The World is Flattened. Again.
by David Atkins (“thereisnospoon”)
I’m going to riff on Thomas Friedman again today, not because The Moustache of Understanding is so important in and of himself, but because the key lie that underpins his philosophy is also the key lie that underpins both the conservative and what passes for center-left flavors of the Washington Consensus so dominant in Washington.
The lie has many facets, but at its core is the idea that the laws of the economy are the laws of nature, fixed and immutable. It follows from there that if the middle class is suffering, it must be because of a shift in the natural landscape, an evolution in the economic food chain with which individuals need to cope, but which cannot be solved by government intervention except at the margins.
I addressed that notion this morning, quoting Kevin Phillips at some length. But DougJ at Balloon Juice has a succinct refutation of this point as well:
Yes, it’s true that the middle-class is getting squeezed by huge global phenomena. Despite Friedman’s caveats about access, he sees most of them as essentially positive and inevitable—the world is flat, you know the drill.
The truth is, though, that people are rioting and such in the west because of the current economic crisis, and not much of the current crisis in the west was caused by globalization, except insofar as one considers the creation of the Euro a form of globalization. The United States is in a crisis caused by the collapse of the real estate market and certain segments of the financial world, combined with an ineffectual neo-Hooverist response to these collapses. The European is in a crisis having the same origins, only with an even more Hooverist response and a poorly-conceived currency system on top of it.
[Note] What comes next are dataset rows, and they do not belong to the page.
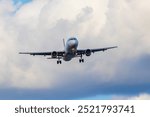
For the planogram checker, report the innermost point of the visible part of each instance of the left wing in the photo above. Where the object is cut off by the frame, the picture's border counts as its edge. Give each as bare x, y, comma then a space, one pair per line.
54, 54
88, 51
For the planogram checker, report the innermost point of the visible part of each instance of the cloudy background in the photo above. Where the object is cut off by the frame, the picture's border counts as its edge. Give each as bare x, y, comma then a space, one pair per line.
40, 25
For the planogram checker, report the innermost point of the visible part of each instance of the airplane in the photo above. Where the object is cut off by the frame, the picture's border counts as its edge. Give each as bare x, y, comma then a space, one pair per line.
70, 51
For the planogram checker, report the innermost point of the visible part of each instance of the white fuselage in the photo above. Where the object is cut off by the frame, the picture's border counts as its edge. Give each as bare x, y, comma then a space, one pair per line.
70, 49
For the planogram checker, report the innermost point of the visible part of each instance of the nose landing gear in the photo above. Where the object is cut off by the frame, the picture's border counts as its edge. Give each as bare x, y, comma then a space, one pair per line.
81, 60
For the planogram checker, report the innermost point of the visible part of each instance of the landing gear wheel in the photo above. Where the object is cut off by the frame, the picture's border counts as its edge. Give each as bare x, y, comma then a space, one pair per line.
59, 62
81, 60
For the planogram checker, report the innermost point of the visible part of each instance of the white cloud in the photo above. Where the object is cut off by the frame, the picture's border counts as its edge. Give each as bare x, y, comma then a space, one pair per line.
41, 25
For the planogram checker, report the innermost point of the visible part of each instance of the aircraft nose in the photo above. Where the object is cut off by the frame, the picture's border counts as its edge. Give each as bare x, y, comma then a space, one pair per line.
73, 43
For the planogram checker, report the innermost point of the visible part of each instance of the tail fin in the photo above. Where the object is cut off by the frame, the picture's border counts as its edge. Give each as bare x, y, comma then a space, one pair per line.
64, 42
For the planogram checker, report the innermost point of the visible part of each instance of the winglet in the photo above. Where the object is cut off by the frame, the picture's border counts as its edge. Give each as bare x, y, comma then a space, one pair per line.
64, 42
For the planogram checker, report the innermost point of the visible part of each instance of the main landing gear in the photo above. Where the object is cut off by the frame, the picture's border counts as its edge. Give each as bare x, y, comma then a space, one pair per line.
81, 60
59, 62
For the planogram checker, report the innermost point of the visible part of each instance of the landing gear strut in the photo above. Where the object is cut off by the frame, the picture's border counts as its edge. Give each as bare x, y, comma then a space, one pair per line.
81, 60
59, 62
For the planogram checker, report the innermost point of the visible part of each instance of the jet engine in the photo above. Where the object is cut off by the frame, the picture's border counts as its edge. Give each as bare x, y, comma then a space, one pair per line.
88, 52
54, 54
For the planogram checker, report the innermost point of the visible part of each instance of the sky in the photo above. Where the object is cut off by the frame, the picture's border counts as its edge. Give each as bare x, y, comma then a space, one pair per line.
40, 25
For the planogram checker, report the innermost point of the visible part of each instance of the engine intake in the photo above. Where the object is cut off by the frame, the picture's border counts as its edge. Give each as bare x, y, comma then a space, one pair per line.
54, 54
88, 52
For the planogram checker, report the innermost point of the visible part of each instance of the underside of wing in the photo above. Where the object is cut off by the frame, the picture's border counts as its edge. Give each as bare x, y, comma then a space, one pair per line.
54, 54
88, 52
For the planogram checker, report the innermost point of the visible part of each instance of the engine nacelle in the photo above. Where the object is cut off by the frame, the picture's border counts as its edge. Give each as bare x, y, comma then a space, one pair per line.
54, 54
88, 52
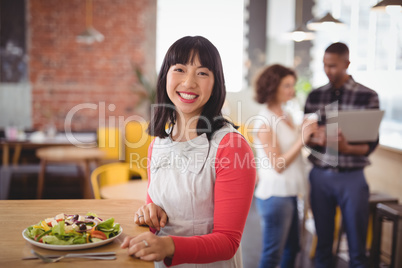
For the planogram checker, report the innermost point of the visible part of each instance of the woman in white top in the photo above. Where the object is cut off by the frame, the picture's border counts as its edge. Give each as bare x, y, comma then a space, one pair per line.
280, 170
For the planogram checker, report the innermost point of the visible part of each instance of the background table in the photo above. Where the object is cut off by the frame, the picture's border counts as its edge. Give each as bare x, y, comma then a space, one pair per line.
16, 215
69, 154
134, 189
84, 139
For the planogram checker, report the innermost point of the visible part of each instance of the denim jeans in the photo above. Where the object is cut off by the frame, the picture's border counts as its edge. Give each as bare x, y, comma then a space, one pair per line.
350, 191
280, 228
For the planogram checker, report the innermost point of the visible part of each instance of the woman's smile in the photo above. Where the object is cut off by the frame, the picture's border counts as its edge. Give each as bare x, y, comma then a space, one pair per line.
189, 86
187, 97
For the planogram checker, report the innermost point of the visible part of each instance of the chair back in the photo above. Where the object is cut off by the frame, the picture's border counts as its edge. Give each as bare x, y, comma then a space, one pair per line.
245, 131
113, 173
136, 144
109, 141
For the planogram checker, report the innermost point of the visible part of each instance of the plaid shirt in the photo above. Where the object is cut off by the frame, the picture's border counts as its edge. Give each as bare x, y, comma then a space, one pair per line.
323, 100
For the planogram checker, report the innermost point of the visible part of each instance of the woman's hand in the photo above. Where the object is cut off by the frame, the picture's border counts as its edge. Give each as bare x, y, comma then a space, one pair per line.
149, 247
151, 215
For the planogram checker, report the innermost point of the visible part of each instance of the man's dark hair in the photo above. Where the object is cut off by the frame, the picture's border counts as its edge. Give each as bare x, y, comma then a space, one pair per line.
338, 48
184, 51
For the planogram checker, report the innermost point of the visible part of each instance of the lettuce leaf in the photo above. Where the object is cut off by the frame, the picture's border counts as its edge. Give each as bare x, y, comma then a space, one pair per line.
109, 228
32, 232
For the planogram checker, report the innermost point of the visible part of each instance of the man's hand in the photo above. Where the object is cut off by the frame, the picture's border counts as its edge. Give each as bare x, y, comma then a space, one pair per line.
343, 145
319, 136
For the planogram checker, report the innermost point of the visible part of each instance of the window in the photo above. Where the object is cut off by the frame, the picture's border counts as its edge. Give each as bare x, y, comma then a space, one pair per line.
375, 42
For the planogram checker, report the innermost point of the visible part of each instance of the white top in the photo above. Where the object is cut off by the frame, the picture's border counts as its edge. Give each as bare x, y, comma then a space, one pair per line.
293, 180
188, 195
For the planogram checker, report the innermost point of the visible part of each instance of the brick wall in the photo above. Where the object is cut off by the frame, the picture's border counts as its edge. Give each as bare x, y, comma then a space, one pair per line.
64, 73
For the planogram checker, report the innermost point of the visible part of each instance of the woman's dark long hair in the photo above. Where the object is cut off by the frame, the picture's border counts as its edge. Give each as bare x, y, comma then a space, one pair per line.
184, 51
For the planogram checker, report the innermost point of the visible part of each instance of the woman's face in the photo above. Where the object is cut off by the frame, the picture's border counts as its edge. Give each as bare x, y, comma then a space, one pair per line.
189, 87
286, 89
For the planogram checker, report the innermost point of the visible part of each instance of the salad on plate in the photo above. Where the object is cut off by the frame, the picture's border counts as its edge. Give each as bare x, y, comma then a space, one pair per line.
64, 229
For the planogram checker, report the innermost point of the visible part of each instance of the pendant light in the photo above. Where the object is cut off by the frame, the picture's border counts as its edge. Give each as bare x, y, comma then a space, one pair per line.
389, 6
90, 35
301, 33
328, 19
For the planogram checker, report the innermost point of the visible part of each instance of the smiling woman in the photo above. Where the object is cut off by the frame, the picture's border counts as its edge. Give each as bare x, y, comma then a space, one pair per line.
192, 166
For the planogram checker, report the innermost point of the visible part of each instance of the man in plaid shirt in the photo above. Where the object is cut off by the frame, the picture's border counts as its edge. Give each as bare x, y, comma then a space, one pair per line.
337, 177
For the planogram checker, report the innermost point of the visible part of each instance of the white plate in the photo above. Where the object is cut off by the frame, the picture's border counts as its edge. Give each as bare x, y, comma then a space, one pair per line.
71, 247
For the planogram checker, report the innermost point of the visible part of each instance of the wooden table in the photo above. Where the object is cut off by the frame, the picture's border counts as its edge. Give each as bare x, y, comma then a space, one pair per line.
70, 154
134, 189
61, 139
16, 215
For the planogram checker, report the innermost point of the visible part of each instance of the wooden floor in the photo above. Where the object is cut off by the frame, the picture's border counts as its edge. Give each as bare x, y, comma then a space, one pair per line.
64, 183
252, 244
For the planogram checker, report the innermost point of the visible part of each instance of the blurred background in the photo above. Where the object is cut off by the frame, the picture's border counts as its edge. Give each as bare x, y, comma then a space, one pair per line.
56, 55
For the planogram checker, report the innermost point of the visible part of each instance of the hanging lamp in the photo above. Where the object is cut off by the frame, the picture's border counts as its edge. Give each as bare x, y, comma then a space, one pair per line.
328, 19
389, 6
90, 34
301, 33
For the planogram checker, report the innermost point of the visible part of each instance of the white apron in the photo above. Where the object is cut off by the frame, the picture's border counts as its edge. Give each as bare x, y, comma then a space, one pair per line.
182, 183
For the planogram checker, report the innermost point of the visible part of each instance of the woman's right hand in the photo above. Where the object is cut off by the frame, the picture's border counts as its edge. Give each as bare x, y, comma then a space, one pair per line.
151, 215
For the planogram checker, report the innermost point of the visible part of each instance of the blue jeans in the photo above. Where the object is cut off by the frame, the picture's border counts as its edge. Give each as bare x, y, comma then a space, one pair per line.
350, 191
280, 228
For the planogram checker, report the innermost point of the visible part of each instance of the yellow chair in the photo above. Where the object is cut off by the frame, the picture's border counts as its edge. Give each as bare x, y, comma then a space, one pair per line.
245, 131
136, 143
114, 173
109, 141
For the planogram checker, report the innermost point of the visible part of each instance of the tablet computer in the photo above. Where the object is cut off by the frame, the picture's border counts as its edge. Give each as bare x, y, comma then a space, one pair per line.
358, 125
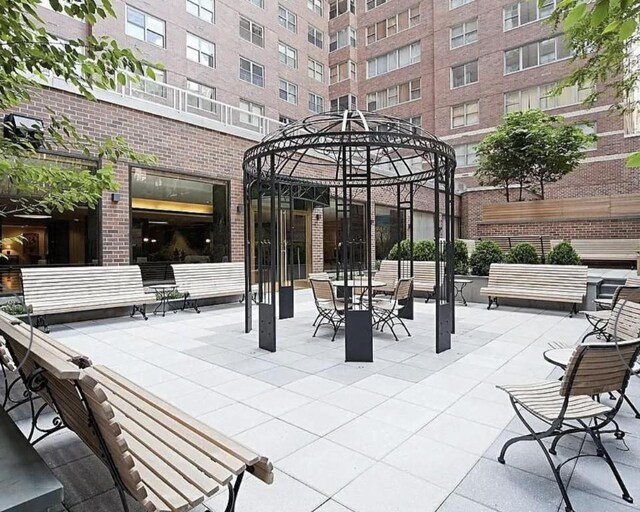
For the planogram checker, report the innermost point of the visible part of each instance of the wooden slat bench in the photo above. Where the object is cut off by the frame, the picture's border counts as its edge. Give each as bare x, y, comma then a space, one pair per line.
52, 290
208, 280
613, 249
162, 457
554, 283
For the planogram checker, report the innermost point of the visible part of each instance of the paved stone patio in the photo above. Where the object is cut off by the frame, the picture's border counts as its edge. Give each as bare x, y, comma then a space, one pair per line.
411, 432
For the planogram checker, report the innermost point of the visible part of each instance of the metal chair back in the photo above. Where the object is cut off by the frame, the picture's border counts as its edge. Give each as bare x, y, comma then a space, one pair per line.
596, 368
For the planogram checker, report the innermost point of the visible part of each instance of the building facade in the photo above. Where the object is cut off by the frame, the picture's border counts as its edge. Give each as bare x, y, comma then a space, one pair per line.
234, 71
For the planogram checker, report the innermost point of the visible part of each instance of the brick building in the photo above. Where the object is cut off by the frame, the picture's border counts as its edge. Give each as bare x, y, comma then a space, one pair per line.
233, 71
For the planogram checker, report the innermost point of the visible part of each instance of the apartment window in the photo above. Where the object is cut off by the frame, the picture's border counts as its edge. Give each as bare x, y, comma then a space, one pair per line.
589, 129
346, 102
535, 54
316, 6
342, 38
252, 32
525, 12
397, 23
372, 4
344, 71
464, 33
394, 95
201, 50
145, 27
247, 109
288, 55
396, 59
200, 96
287, 19
288, 92
315, 36
464, 74
465, 155
458, 3
539, 96
464, 115
203, 9
338, 7
315, 70
251, 72
316, 103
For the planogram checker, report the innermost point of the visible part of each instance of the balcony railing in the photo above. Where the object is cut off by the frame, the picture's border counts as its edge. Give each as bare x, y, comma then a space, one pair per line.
177, 100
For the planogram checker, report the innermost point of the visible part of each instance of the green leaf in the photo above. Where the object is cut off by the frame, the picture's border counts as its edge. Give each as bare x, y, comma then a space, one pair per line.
627, 29
634, 160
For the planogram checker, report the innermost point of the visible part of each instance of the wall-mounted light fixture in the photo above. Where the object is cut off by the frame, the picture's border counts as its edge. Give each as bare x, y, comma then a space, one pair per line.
21, 128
This isn’t the ignorant luddite protectionists battling enlightened elites; no, political elites fucked up and people are mad as a result. These fuck ups are not the inevitable result of neoliberal economic policies. You can support free trade without being a Hooverist, without thinking that American real estate prices would never fall.
I would take issue with DougJ’s separation of neoliberal policy from elitist greed. Also, I would point out that while the financial elites are indeed not that bright, they have also done very well for themselves, all things considered. Global elites have not just “fucked up.” They’ve also engineered the economy quite nicely to enrich themselves at our expense.
But his overall point is very well taken. The entire world, to some extent or another, has embarked on the path of what would loosely be called “free trade.” But only in America has it been done almost entirely at the expense of the domestic labor force.
Increasing trade throughout the European Union is not a bad thing. But the implementation of the Euro, as well as the austerity measures that followed the financial crash, were once again examples of poor planning and short-sightedness by the financial elites.
In other words, the economic crises that are causing shocks the world over were not inevitable natural phenomena of an immutable economic order. Neoliberalism itself bears much of the blame, but even the flaws of neoliberalism don’t account for the full story.
A lot of it is just rampant greed, poor planning and failure to learn from history.